A Star is Born

(2018) ** 1/2 R
135 min. Warner Bros. Director: Bradley Cooper. Cast: Bradley Cooper, Lady Gaga, Sam Elliott, Dave Chappelle.

/content/films/5130/1.jpgIn the new iteration of A Star is Born, a rock star and his protégé fall for each other between two renderings of her song “Shallow,” with its line “We’re far from the shallow now.” They’re definitely “off the deep end” of love, but the movie they’re in isn’t as deep as it wants us to believe. For a movie obsessed with artists having something to say, Bradley Cooper’s A Star is Born turns out to be muddled in its commentaries on (bad?) romance and art versus commerce.

Cooper pulls a Clint Eastwood by starring and directing for Warner Bros (Eastwood originally planned to direct his own A Star is Born with Beyoncé), in what marks the actor’s directorial debut. As country-fried rock star Jackson Maine—a sort of hybrid of Jack White and Eddie Vedder—Cooper drops his speaking voice to a Sam Elliott drawl and convincingly performs gravelly tunes for packed arenas.

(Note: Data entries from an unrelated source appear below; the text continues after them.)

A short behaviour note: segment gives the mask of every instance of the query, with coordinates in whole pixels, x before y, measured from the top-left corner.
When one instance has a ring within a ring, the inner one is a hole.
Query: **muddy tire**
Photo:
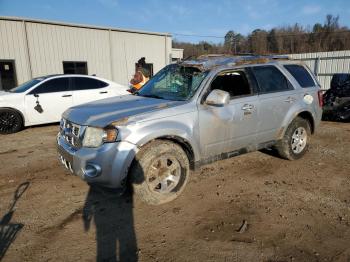
[[[310,136],[309,121],[297,117],[289,124],[282,140],[278,141],[275,148],[284,159],[299,159],[308,150]]]
[[[144,202],[160,205],[177,198],[190,172],[184,150],[170,141],[155,140],[137,154],[130,171],[134,193]]]
[[[0,134],[12,134],[23,128],[21,115],[12,109],[0,109]]]

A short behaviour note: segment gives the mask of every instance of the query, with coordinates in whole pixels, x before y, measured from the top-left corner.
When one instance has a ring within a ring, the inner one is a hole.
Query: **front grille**
[[[74,124],[67,119],[62,119],[60,132],[69,145],[75,148],[81,147],[81,126]]]

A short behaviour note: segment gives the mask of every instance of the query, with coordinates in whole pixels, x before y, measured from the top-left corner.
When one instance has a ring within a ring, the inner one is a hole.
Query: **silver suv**
[[[190,170],[263,148],[295,160],[320,123],[308,68],[281,57],[206,56],[171,64],[133,95],[64,112],[64,166],[89,184],[123,188],[149,204],[175,199]]]

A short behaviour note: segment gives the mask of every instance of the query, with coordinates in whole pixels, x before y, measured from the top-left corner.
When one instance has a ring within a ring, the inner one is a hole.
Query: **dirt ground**
[[[0,137],[4,262],[350,261],[350,124],[323,122],[298,161],[204,166],[162,206],[89,189],[58,162],[57,131]]]

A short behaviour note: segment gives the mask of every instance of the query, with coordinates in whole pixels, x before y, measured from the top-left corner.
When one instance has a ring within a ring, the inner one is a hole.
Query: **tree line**
[[[327,15],[323,24],[312,27],[300,24],[271,30],[255,29],[247,36],[230,30],[222,43],[173,41],[174,48],[184,49],[184,58],[203,54],[295,54],[350,49],[350,30],[341,26],[339,16]]]

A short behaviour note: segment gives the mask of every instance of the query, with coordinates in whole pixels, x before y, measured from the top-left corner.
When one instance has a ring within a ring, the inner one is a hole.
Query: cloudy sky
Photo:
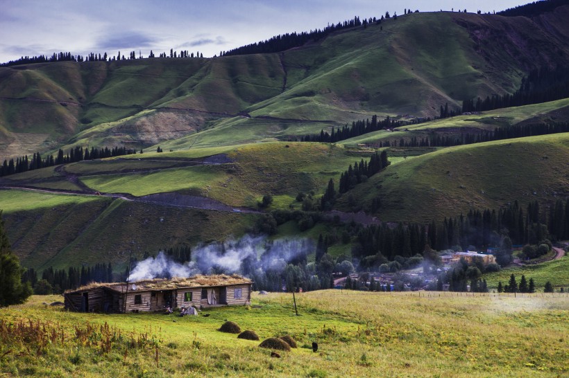
[[[529,0],[0,0],[0,62],[25,55],[187,50],[204,57],[359,16],[454,8],[496,12]],[[473,5],[475,4],[475,5]],[[475,8],[473,8],[475,7]]]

After one such show, the hard-drinking, pill-popping Maine stumbles into a drag bar, where he’s transported by the odd-woman-out non-drag performance of “La Vie en rose” by a woman named Ally (dolled up to evoke Edith Piaf).

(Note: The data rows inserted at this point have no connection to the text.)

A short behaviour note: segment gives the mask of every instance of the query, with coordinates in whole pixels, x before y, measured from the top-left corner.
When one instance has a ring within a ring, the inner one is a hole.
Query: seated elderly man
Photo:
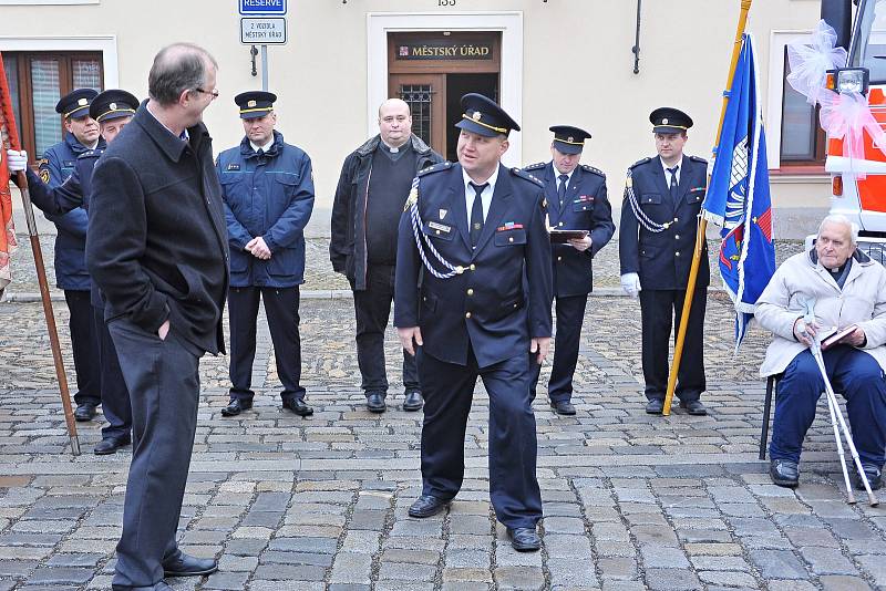
[[[794,255],[775,271],[756,304],[760,324],[773,332],[760,369],[782,374],[775,397],[770,475],[795,487],[803,438],[824,392],[812,339],[834,329],[855,330],[823,351],[834,392],[846,397],[852,435],[873,489],[882,486],[886,446],[886,269],[856,250],[857,228],[844,216],[827,216],[815,248]],[[815,321],[806,323],[804,302],[815,301]],[[856,488],[862,488],[855,475]]]

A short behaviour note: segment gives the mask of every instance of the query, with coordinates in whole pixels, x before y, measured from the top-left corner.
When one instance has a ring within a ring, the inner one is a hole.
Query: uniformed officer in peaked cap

The gal’s got pipes…and that indefinable something called star power. Jackson sees it, along with her beauty and her soul. They spend the night together (sans sex), hanging out, getting into trouble, and singing one of her original tunes in progress. So when Maine finally convinces Ally to come backstage at his next arena show, he invites her center stage to debut her song to the world in harmony with Maine. That heady rush seals the deal for a love affair, but one darkened by his addictions and professional jealousy, and their ambitions, with career demands pulling them apart.

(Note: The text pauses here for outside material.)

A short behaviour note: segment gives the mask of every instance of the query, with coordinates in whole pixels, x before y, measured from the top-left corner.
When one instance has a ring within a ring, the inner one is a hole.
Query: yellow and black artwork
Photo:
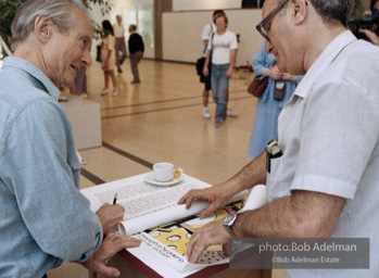
[[[155,227],[153,229],[146,230],[154,239],[159,240],[163,244],[175,250],[177,253],[185,255],[187,253],[188,242],[192,233],[204,226],[207,223],[224,218],[228,213],[232,211],[239,211],[243,206],[243,202],[235,202],[223,208],[215,211],[215,213],[206,218],[200,219],[199,215],[193,215],[187,218],[182,218],[164,226]],[[209,251],[222,251],[222,247],[210,247]]]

Subtlety is not the strong suit of the screenplay by Eric Roth (Oscar winner for Forrest Gump) & Cooper and Will Fetters. Cooper nods to the earlier versions of this story that share the same title, the Janet Gaynor-Fredric March version from 1937, the Judy Garland-James Mason starrer from 1954, and the Barbra Streisand-Kris Kristofferson version from 1976, but mostly the last of these. Jackson Maine might as well be Kristofferson’s John Norman Howard and, at least initially, Ally resembles Streisand’s Esther. By the time the film acknowledges the vapidity required of most up-and-coming music stars, it’s lost the thread of Ally’s character by its inept shorthand of her deal-with-the-devil commodification.

The oft-charming first half of the film establishes Ally as an artistically insecure but socially independent spitfire with real fight in her, which makes it awfully hard to buy that this frog princess would slow-boil in the music-industry pot without a fight. What’s the point of dramatizing how Maine gifts her the confidence to be authentic (itself a queasy dynamic in 2018) if she just as quickly, and inexplicably, relinquishes her truth to become a parody of the glitzy, backup-singer-enhanced pop tart? The result plays like a sour feminist fail, which could make for aching drama if Ally seemed to care a bit more about what’s being done to her. Instead, this A Star is Born gives more focus to doomed romance with a side of family drama, with Sam Elliott himself(!) as Maine’s much older brother, and Andrew Dice Clay as Ally’s fame-obsessed dad.

Cooper’s debut film is undeniably a big undertaking from a production standpoint, with decent songs and a creditable performance from acting neophyte Gaga. But for all its unabashed melodrama (and, okay, this is A Star is Born, after all) and industry showmanship, the film’s strongest moments are acoustic, not plugged-in: when Cooper brings director of photography Matthew Libatique’s impeccable camerawork right in close for intimate, truth-telling exchanges between lovers who want the best for each other. In those scenes, A Star is Born briefly locates its own eye-contact authenticity.